We first concatenate multi-view videos with a time-aware Plucker ray and tokenize them using the spatial-temporal tokenizer. Then, the transformers take the sampled time tokens as input and predict per-pixel deformable Gaussians with 3D scene flow. During training, we rendered multi-view synthetic videos using Kubric. We draw a dual-view ground-truth in each sample at the same timestamp, rendering views, depth, and scene flows.

Deformable 3D Gaussian Representation

We introduce per-pixel deformable 3D Gaussian splats that model temporal deformation through 3D translation vectors. Each pixel contains a Gaussian splat with depth, RGB colors, rotation, scale, opacity, and deformation vectors across time. This representation is easy to learn, supports high-quality dynamic view synthesis, and enables long-range 3D tracking by providing physically grounded 3D scene flow that can be aggregated into coherent trajectories.

Temporal Tokenization

Instead of processing each frame individually, we use spatial-temporal tokenization that processes video cubes to significantly reduce memory consumption and enable training at scale. This approach achieves 4 times memory reduction compared to naive frame-by-frame processing while maintaining temporal coherence through joint spatial-temporal feature learning in the transformer architecture.

Dual-View Supervision

We address the fundamental geometry and motion ambiguity in monocular videos by using synchronized multi-view supervision during training. This provides clearer constraints for learning accurate 3D deformation by leveraging ground-truth multi-view videos rendered from different camera positions, enabling the model to distinguish between camera motion and object deformation.

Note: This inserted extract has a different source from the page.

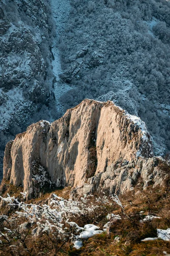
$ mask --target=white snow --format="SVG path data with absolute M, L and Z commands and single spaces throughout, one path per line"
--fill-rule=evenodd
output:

Training on Pure Synthetic Data

We create an enhanced synthetic dataset using Kubric with ground-truth multi-view videos and dense 3D scene flow supervision, containing 40,000 scenes with diverse dynamic objects, realistic physics, and complex motion patterns. The dataset includes various object types, materials, lighting conditions, and camera trajectories to ensure robust generalization to real-world scenarios.


Qualitative: DAVIS In-the-Wild Videos

DGS-LRM generalizes well to real-world videos, correctly reconstructing thin geometries like bike wheels and challenging scenes with water deformation. The flow visualizations show effective tracking of complex deformations in hand motion and wheel turning while maintaining consistent flow for rigid body movements.

Input Video
Reconstruction Input Views
Reconstruction Novel Views
3D Track Input Views
3D Track Novel Views

Qualitative: DyCheck In-the-Wild Videos

Our DGS-LRM outperforms D3DGS and avoids warping artifacts present in PGDVS. Both baseline methods fail to recover the correct geometry and repetitive motion patterns, while our method handles these challenging scenarios effectively. We mask out zero covisible regions with black pixels.

Monocular Dynamic View Synthesis on DyCheck

DGS-LRM outperforms LRM-based L4GM, and is comparable to optimization-based novel-view synthesis methods with a substantially faster reconstruction time.
DynMask applies a dynamic mask to evaluate the foreground only.

Method Time (s) DynMask mPSNR (↑) mLPIPS (↓)
D3DGS 1-3 hours 11.92 0.66
PGDVS 3 hours 15.88 0.34
Ours 0.495 sec 14.89 0.42
L4GM 4.8 sec 5.84 0.67
Ours 0.495 sec 11.97 0.51


3D Tracking on PointOdyssey

DGS-LRM demonstrates competitive performance for long-range 3D tracking tasks, achieving results on par with state-of-the-art monocular video tracking methods while providing physically grounded 3D deformation. DGS-LRM shows better performance and consistency in texture-less areas. SpatialTracker predicts tracks inconsistent with the object's moving direction, such as several tracking points drifting and colliding in the humanoid's knee.

Quantitative Comparisons
Method Frames PSNR ATE-3D (↓) δ0.1 (↑) δ0.2 (↑)
Chained RAFT3D 120 N/A 0.70 0.12 0.25
Lifted CoTracker 120 N/A 0.77 0.51 0.64
SpatialTracker 120 N/A 0.22 0.59 0.76
Ours (Flow Chaining) 120 27.77 0.21 0.57 0.68
Ours (Native) 24 27.77 0.11 0.72 0.84
Ours (Flow Chaining + Fully Visible) 120 27.77 0.15 0.64 0.75

Ablation Study

We conduct comprehensive ablation studies to validate the effectiveness of each proposed component. Each proposed component contributes significantly to the final performance. Temporal tokenization enables scalable training, scene flow loss improves deformation quality, reference frames help resolve scale ambiguity, and dual-view supervision provides better geometric constraints.

Method DyCheck Kubric-MV (Test)
mPSNR (↑) mLPIPS (↓) mPSNR (↑) mLPIPS (↓)
w/o Temporal Tokenization OOM OOM OOM OOM
w/o Dual-View Sampling 14.72 0.412 25.77 0.171
w/o Scene Flow Loss 14.29 0.423 25.06 0.189
w/o Reference Frames 13.91 0.438 24.69 0.186
Full Method 14.67 0.412 26.05 0.161

Limitations

DGS-LRM has a few limitations that can be explored in future works:

Temporal Continuity Requirements

As the model is trained with temporally continuous video, the model cannot handle discrete image frames that are temporally too distant.

Scene Flow Limitations

Our predicted scene flow cannot handle extremely large motion in the scene, which may stem from the motion distribution of the physically simulated synthetic dataset. Such a domain gap can also affect the synthesized novel view.

Camera Pose Distribution

The input video baseline and distribution significantly influence the quality of novel view rendering quality, since our model heavily relies on the triangulation from large camera movements to analyze and extract the 3D geometry.